This essential publication provides the latest information on changes to the aids to navigation system, as well as updates from CHS regarding CHS charts and publications.

Scientists question widely used indicator of ocean health

If humans were fishing down the marine food web then catches of top predators, at trophic levels 3.5 and above, would be decreasing.
But catches at those levels have generally increased according to newly compiled information. Named next to each trophic level is the species most often caught, for example bigeye tuna is the most often caught fish at level 4.5.
The wider the line, the more fish are being caught at that trophic level.
(Credit: Trevor Branch/U of Washington)

From NewsWise

Scientists question widely adopted indicator of fisheries health and evidence for ‘fishing down marine food webs’

The most widely adopted measure for assessing the state of the world’s oceans and fisheries led to inaccurate conclusions in nearly half the ecosystems where it was applied according to new analysis by an international team led by a University of Washington fisheries scientist.
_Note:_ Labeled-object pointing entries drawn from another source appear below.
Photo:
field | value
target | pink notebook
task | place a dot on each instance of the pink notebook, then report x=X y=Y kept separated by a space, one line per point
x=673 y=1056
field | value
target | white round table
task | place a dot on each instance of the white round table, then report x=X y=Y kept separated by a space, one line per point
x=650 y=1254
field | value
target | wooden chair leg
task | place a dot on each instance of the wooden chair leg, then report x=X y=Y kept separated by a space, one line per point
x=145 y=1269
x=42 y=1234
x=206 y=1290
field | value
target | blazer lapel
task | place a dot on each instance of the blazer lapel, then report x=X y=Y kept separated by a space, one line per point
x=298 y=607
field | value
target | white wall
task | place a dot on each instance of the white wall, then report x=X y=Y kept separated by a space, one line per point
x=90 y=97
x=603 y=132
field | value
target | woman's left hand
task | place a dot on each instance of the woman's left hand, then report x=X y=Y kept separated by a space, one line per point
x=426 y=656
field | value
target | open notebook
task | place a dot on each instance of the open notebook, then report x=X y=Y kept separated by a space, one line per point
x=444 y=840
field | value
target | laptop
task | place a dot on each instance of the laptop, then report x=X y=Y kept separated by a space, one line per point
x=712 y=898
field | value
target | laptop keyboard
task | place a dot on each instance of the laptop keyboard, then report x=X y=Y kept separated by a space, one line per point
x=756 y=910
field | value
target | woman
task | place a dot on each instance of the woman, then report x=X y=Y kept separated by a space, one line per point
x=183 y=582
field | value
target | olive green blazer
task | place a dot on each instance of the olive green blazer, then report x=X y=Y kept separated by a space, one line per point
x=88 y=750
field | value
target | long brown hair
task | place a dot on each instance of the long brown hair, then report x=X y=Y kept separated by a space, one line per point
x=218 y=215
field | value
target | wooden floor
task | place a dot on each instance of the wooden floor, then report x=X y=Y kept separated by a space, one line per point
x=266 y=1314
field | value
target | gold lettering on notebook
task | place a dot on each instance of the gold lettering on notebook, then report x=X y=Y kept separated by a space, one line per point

“Applied to individual ecosystems it’s like flipping a coin, half the time you get the right answer and half the time you get the wrong answer,” said
Trevor Branch, a UW assistant professor of aquatic and fishery sciences.

In 1998, the journal Science published a groundbreaking paper that was the first to use trends in the trophic levels of fish that were caught to measure the health of world fisheries.
The trophic level of an organism shows where it fits in food webs, with microscopic algae at a trophic level of one and large predators such as sharks, halibut and tuna at a trophic level of around four.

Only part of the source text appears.